ONTOGENESE - motorische Entwicklung des Menschen von Eizelle bis Tod.

  • mittleres Erwachsenenalter 30.-50. Lj: Sparsamkeit, Kräfte einteilen, bei Nichttrainierten ausgeprägte motorische Leistungsminderung
  • spätes Erwachsenenalter 50.-60/70. Lj: Rückentwicklung, Involution, Funktionstüchtigkeit löst sich auf
  • Greisenalter ab 60./70. Lj: Spaziergänge – Ausdauerleistungsfähigkeit kann durch Streckensteigerung verbessert werden.

Die Frage stellt sich: Wer ist alt?

Heterogenität und Multidimensionalität des Alters. Menschen sind je nach Blickwinkel in unterschiedliche Alterskategorien einzuordnen (entwicklungspsychologisch, individuell, sozialpädagogisch)

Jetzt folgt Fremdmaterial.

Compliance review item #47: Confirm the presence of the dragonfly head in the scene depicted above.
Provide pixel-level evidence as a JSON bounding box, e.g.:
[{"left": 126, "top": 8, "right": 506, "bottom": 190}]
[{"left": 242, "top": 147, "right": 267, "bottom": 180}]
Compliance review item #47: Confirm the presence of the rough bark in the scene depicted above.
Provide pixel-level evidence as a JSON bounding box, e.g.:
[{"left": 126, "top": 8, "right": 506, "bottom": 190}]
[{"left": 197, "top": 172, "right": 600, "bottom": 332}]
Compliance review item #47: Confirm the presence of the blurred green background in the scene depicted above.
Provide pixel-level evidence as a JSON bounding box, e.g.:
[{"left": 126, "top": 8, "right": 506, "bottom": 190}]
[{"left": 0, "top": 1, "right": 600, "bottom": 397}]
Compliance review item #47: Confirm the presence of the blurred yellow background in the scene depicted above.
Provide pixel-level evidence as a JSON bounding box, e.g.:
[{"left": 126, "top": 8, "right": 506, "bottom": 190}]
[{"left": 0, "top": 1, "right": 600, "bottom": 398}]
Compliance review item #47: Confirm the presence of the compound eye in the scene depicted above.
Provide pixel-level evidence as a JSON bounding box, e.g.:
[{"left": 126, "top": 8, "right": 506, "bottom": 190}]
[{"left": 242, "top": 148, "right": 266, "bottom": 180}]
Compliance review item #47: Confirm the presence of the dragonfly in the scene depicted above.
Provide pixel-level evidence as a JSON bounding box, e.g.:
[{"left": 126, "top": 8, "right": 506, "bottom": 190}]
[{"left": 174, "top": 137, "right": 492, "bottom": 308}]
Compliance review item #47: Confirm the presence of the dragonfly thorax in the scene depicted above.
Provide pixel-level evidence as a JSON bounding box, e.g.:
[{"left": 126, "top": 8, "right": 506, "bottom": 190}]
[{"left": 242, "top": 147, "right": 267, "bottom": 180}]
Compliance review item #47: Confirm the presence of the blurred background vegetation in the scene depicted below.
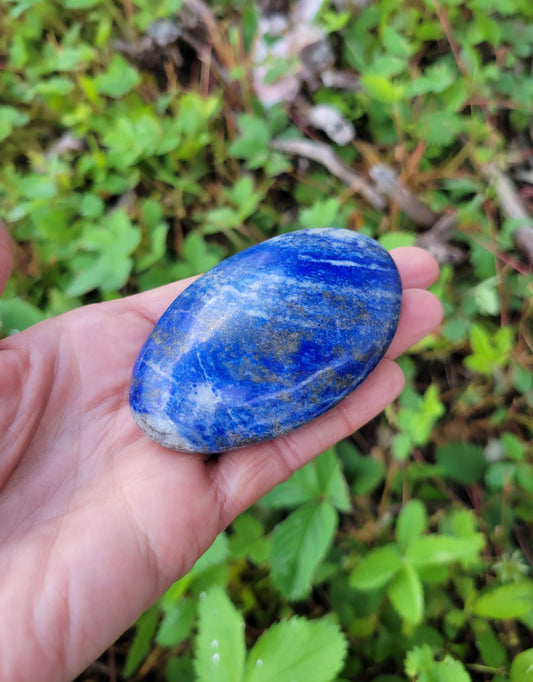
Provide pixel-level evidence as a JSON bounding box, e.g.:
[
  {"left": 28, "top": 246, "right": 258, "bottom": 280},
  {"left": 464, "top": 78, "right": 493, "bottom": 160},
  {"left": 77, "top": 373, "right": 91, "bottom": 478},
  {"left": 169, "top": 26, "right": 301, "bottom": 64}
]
[{"left": 0, "top": 0, "right": 533, "bottom": 682}]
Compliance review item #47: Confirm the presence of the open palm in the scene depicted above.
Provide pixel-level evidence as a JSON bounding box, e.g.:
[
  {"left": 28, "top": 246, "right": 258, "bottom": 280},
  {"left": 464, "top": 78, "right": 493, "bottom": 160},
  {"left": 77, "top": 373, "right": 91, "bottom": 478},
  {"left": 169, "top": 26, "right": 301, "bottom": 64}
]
[{"left": 0, "top": 224, "right": 441, "bottom": 682}]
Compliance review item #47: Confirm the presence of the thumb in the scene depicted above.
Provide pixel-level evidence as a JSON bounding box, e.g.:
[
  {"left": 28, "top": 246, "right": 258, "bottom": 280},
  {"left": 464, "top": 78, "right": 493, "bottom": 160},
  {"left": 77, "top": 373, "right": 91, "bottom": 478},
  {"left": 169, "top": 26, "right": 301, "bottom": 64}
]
[{"left": 0, "top": 218, "right": 13, "bottom": 294}]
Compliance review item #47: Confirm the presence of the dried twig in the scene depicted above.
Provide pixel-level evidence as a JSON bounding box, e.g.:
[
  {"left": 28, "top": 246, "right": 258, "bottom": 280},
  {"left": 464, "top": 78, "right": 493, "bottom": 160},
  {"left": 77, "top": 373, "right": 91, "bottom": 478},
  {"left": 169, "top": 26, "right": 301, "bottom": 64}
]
[
  {"left": 481, "top": 163, "right": 533, "bottom": 265},
  {"left": 416, "top": 213, "right": 465, "bottom": 265},
  {"left": 271, "top": 139, "right": 385, "bottom": 211},
  {"left": 369, "top": 163, "right": 437, "bottom": 227}
]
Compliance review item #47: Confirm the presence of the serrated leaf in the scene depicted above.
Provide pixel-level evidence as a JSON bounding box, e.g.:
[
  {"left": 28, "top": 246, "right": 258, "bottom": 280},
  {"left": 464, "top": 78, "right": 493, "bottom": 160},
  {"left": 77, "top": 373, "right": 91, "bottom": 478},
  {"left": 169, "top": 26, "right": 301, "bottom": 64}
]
[
  {"left": 350, "top": 545, "right": 402, "bottom": 591},
  {"left": 262, "top": 450, "right": 350, "bottom": 511},
  {"left": 396, "top": 500, "right": 427, "bottom": 547},
  {"left": 387, "top": 563, "right": 424, "bottom": 625},
  {"left": 470, "top": 580, "right": 533, "bottom": 619},
  {"left": 194, "top": 587, "right": 246, "bottom": 682},
  {"left": 434, "top": 656, "right": 472, "bottom": 682},
  {"left": 0, "top": 298, "right": 45, "bottom": 334},
  {"left": 509, "top": 649, "right": 533, "bottom": 682},
  {"left": 406, "top": 533, "right": 484, "bottom": 567},
  {"left": 272, "top": 501, "right": 338, "bottom": 600},
  {"left": 361, "top": 74, "right": 404, "bottom": 104},
  {"left": 245, "top": 617, "right": 346, "bottom": 682}
]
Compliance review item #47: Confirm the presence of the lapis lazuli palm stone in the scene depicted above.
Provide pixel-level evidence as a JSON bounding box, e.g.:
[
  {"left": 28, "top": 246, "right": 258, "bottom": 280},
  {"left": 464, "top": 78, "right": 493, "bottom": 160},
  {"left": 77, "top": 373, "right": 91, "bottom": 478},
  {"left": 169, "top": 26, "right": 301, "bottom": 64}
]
[{"left": 130, "top": 228, "right": 401, "bottom": 453}]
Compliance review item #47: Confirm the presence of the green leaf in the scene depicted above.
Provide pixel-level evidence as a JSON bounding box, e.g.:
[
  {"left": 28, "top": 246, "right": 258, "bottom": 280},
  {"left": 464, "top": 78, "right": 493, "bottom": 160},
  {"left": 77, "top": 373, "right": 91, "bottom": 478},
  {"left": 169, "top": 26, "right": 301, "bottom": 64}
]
[
  {"left": 63, "top": 0, "right": 102, "bottom": 9},
  {"left": 396, "top": 500, "right": 427, "bottom": 547},
  {"left": 272, "top": 501, "right": 338, "bottom": 600},
  {"left": 350, "top": 545, "right": 403, "bottom": 591},
  {"left": 194, "top": 587, "right": 246, "bottom": 682},
  {"left": 262, "top": 450, "right": 350, "bottom": 511},
  {"left": 155, "top": 597, "right": 196, "bottom": 647},
  {"left": 470, "top": 580, "right": 533, "bottom": 619},
  {"left": 472, "top": 618, "right": 507, "bottom": 668},
  {"left": 405, "top": 644, "right": 471, "bottom": 682},
  {"left": 300, "top": 197, "right": 340, "bottom": 228},
  {"left": 245, "top": 617, "right": 346, "bottom": 682},
  {"left": 436, "top": 442, "right": 487, "bottom": 485},
  {"left": 416, "top": 111, "right": 465, "bottom": 147},
  {"left": 387, "top": 563, "right": 424, "bottom": 625},
  {"left": 405, "top": 533, "right": 485, "bottom": 568},
  {"left": 228, "top": 513, "right": 271, "bottom": 564},
  {"left": 124, "top": 603, "right": 159, "bottom": 677},
  {"left": 509, "top": 649, "right": 533, "bottom": 682},
  {"left": 65, "top": 210, "right": 141, "bottom": 298},
  {"left": 0, "top": 106, "right": 30, "bottom": 142},
  {"left": 361, "top": 74, "right": 404, "bottom": 104},
  {"left": 0, "top": 298, "right": 45, "bottom": 334},
  {"left": 94, "top": 54, "right": 141, "bottom": 99},
  {"left": 229, "top": 114, "right": 270, "bottom": 168}
]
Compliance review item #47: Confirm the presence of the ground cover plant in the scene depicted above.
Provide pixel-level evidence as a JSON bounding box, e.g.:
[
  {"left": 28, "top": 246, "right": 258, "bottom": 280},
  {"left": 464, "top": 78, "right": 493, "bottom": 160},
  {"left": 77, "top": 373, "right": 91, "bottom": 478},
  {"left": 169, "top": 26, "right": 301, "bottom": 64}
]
[{"left": 0, "top": 0, "right": 533, "bottom": 682}]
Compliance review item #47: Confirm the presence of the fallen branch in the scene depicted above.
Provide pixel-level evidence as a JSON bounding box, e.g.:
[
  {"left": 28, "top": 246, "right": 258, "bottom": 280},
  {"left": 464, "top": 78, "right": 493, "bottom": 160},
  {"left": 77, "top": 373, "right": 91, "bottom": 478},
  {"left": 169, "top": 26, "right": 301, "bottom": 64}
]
[
  {"left": 369, "top": 163, "right": 438, "bottom": 227},
  {"left": 481, "top": 163, "right": 533, "bottom": 265},
  {"left": 271, "top": 139, "right": 386, "bottom": 211}
]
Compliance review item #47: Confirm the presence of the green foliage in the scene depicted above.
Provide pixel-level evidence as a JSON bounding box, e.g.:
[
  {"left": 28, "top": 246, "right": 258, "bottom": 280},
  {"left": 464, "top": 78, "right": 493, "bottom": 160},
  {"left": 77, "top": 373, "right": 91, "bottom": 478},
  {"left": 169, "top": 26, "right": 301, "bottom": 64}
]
[
  {"left": 0, "top": 0, "right": 533, "bottom": 682},
  {"left": 195, "top": 588, "right": 346, "bottom": 682}
]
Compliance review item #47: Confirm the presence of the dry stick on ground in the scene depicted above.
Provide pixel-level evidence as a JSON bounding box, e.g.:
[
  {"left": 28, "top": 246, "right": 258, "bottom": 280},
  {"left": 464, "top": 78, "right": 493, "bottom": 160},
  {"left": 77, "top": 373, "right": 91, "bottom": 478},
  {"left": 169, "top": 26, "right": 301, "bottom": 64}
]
[
  {"left": 370, "top": 163, "right": 438, "bottom": 227},
  {"left": 271, "top": 139, "right": 385, "bottom": 211},
  {"left": 481, "top": 163, "right": 533, "bottom": 265},
  {"left": 271, "top": 139, "right": 444, "bottom": 227}
]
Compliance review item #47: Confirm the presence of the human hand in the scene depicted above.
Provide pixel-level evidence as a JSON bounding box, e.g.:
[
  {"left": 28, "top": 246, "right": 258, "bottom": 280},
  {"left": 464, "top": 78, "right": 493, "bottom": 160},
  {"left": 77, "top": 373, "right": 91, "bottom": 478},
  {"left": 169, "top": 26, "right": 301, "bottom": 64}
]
[{"left": 0, "top": 227, "right": 441, "bottom": 682}]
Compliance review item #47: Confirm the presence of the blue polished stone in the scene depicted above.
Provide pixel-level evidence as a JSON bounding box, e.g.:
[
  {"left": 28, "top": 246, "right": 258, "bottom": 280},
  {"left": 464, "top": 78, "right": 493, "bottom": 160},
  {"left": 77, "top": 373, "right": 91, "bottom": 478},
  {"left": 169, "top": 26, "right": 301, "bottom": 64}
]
[{"left": 130, "top": 228, "right": 401, "bottom": 453}]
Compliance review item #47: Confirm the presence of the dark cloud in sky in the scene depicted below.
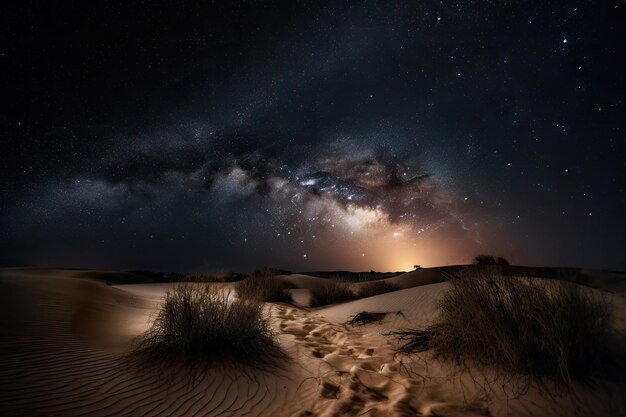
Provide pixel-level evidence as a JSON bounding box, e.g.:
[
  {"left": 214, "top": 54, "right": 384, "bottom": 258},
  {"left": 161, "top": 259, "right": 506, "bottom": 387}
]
[{"left": 0, "top": 2, "right": 626, "bottom": 270}]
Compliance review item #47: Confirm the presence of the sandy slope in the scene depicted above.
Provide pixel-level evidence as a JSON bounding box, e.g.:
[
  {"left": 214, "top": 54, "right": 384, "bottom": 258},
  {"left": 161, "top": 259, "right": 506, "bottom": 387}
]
[{"left": 0, "top": 269, "right": 626, "bottom": 416}]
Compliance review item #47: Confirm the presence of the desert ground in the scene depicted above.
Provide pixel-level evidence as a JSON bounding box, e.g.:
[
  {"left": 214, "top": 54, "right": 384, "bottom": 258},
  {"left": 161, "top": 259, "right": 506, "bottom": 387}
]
[{"left": 0, "top": 268, "right": 626, "bottom": 416}]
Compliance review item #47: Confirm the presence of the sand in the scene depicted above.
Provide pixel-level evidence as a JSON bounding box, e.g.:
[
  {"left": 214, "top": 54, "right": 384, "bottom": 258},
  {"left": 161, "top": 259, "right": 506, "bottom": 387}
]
[{"left": 0, "top": 269, "right": 626, "bottom": 416}]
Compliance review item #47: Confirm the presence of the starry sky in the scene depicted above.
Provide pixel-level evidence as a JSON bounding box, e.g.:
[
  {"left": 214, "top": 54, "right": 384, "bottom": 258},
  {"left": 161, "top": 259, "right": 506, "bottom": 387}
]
[{"left": 0, "top": 1, "right": 626, "bottom": 271}]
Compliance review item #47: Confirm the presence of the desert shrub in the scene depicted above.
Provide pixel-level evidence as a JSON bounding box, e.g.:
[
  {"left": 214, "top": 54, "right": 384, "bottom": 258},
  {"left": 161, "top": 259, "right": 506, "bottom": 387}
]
[
  {"left": 310, "top": 279, "right": 354, "bottom": 307},
  {"left": 135, "top": 283, "right": 281, "bottom": 364},
  {"left": 350, "top": 311, "right": 387, "bottom": 327},
  {"left": 235, "top": 275, "right": 296, "bottom": 303},
  {"left": 358, "top": 281, "right": 400, "bottom": 298},
  {"left": 426, "top": 274, "right": 612, "bottom": 381},
  {"left": 474, "top": 255, "right": 496, "bottom": 265}
]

Negativ getönte Stereotypen: Nachlassen der geistigen und körperlichen Leistungsfähigkeit, Ende der Sexualität, Kräfteabbau, Gebrechlichkeit, Krankheit, Starrsinn, Vergeßlichkeit, Sich- Abfinden- Müssen, Passivität und Schonung

Anatomisch- Physiologische Anpassungen/ Adaptationen eines Trainings:

  • Hypertrophie = Dickenwachstum durch Überschreiten der bestimmten Spannungsschwelle
  • Neuromuskulär: Intramuskuläre Koordination steigt, d.h. in den ersten 4-6 Wochen sind mehr motorische Einheiten gleichzeitig ansprechbar; Intermuskuläre Koordination steigt, d.h. die Reizschwelle sinkt, die Nervenzellen sind empfindlicher, reagieren früher, die Reizleitungsgeschwindigkeit steigt
  • Kapillarisierung, d.h. Kapillarneubildung und eine bessere Versorgung der Muskulatur
  • Passiver Bewegungsapparat durch Zug- und Druckbelastungen
    • Knochen: Dickenwachstum an der Diaphyse
    • Hyaliner Knorpel nimmt zu und ebenfalls die Gelenkschmiere
    • Kapsel-, Band- und Sehnenapparat erhält zusätzliche Einlagerung von Kollagenfasern und wird dadurch strapazierfähiger
    • Kapsel-, Band- und Sehnenapparat erhält zusätzliche Einlagerung von Kollagenfasern und wird dadurch strapazierfähiger
      = Eine verbesserte Kraftsituation kann auch zur Reduzierung der kardialen Überlastungsgefahr im Alltag beitragen!!!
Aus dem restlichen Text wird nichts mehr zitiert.